Description of Related Art
[002] Bearing faults in industrial machinery can lead to costly downtime, production delays, and potential safety hazards. Early detection and diagnosis of these faults are critical for maintaining operational efficiency and preventing catastrophic failures. Traditional methods of detecting bearing faults often rely on manual inspection or rudimentary vibration analysis techniques, which may not be sensitive enough to identify subtle or early-stage faults.
[003] In recent years, there has been a growing interest in leveraging machine learning techniques for automated fault detection in machinery. Among these techniques, decision tree algorithms have shown promise due to their ability to handle complex datasets and extract meaningful patterns from raw sensor data. Decision trees partition the feature space into regions based on the values of input variables, making them particularly well-suited for classification tasks such as fault detection.
[004] However, implementing a robust and accurate fault detection system based on machine learning presents several challenges. One of the key challenges is the selection and extraction of relevant features from the raw vibrational data. This process requires domain expertise and careful consideration of various signal processing techniques to highlight fault signatures while minimizing noise and irrelevant information.
[005] There is thus a need for an improved and advanced leveraging decision tree machine learning framework to detect bearing faults via vibrational signals that can administer the aforementioned limitations in a more efficient manner.
SUMMARY
[006] Embodiments in accordance with the present invention provide a leveraging decision tree machine learning framework to detect bearing faults via vibrational signals. The framework comprising: a test bearing worn on a shaft. The shaft is connected to a motor using a coupler and the motor is adapted to rotate the shaft bearing the test bearing at a standard velocity. The framework further comprising: an accelerometer adapted to capture vibration data in the test bearing while in rotation. The framework further comprising: a microphone adapted to capture noise data in the test bearing while in the rotation. The framework further comprising: a data acquisition card adapted to receive the captured vibration data and the captured noise data from the accelerometer and the microphone respectively. The framework further comprising: a computer device, connected with the data acquisition card, and adapted to receive the vibration data and the noise data from the data acquisition card, wherein the computer device comprises a LabVIEW software. The framework further comprising: a processing unit installed in the computer device. The processing unit is configured to: receive the vibration data and the noise data from the data acquisition card; conduct a time domain analysis on the received vibration data and the noise data to compute statistical parameters; feed the statistical parameters into a machine learning algorithm with fault classification, wherein the machine learning algorithm classifies fault in the test bearing as a Type-1 fault or a Type-2 fault; and plot a time-amplitude graph using the computed statistical parameters for the test bearing.

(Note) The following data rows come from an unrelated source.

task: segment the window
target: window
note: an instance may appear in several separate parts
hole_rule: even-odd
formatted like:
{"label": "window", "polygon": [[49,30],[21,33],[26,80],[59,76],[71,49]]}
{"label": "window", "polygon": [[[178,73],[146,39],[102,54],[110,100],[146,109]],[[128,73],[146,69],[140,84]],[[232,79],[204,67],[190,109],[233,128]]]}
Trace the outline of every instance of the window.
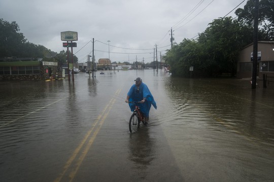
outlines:
{"label": "window", "polygon": [[0,75],[4,75],[4,67],[3,66],[0,66]]}
{"label": "window", "polygon": [[11,67],[9,66],[4,67],[4,74],[11,74]]}
{"label": "window", "polygon": [[12,70],[12,74],[18,74],[18,66],[12,66],[11,70]]}
{"label": "window", "polygon": [[32,66],[33,74],[40,74],[40,67],[39,66]]}
{"label": "window", "polygon": [[261,71],[268,71],[268,62],[262,62],[261,63]]}
{"label": "window", "polygon": [[24,66],[18,66],[19,74],[26,74],[26,68]]}
{"label": "window", "polygon": [[252,63],[241,63],[240,64],[240,72],[246,72],[252,71]]}
{"label": "window", "polygon": [[274,61],[269,61],[268,71],[274,72]]}
{"label": "window", "polygon": [[26,74],[32,74],[32,66],[26,66]]}
{"label": "window", "polygon": [[39,66],[0,66],[0,75],[40,74]]}
{"label": "window", "polygon": [[260,63],[261,72],[274,72],[274,61],[264,61]]}

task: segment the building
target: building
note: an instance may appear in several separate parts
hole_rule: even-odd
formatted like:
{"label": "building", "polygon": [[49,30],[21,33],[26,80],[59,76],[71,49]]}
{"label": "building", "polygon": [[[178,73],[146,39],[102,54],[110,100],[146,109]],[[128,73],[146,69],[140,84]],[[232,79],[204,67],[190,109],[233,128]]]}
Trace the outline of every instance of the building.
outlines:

[007] Embodiments in accordance with the present invention further provide a method for detecting bearing faults via vibrational signals by leveraging a decision tree machine learning framework. The method comprising steps of: receiving a vibration data and a noise data from a data acquisition card; conducting a time domain analysis on the received vibration data and the noise data to compute statistical parameters; feeding the computed statistical parameters into a machine learning algorithm with fault classification; and plotting a time-amplitude graph using the computed statistical parameters for a test bearing.
[008] Embodiments of the present invention may provide a number of advantages depending on their particular configuration. First, embodiments of the present application may provide a leveraging decision tree machine learning framework to detect bearing faults via vibrational signals.
[009] Next, embodiments of the present application may provide a leveraging decision tree machine learning framework to detect bearing faults via vibrational signals that proposes a solution that lies in its enhanced accuracy and reliability in identifying bearing faults. By harnessing the power of the Decision Tree Machine Learning Framework, the solution leverages its inherent ability to effectively analyze complex datasets and extract meaningful patterns. This enables the system to discern even subtle anomalies in the vibrational signals emitted by faulty bearings, thereby improving the overall fault detection capabilities.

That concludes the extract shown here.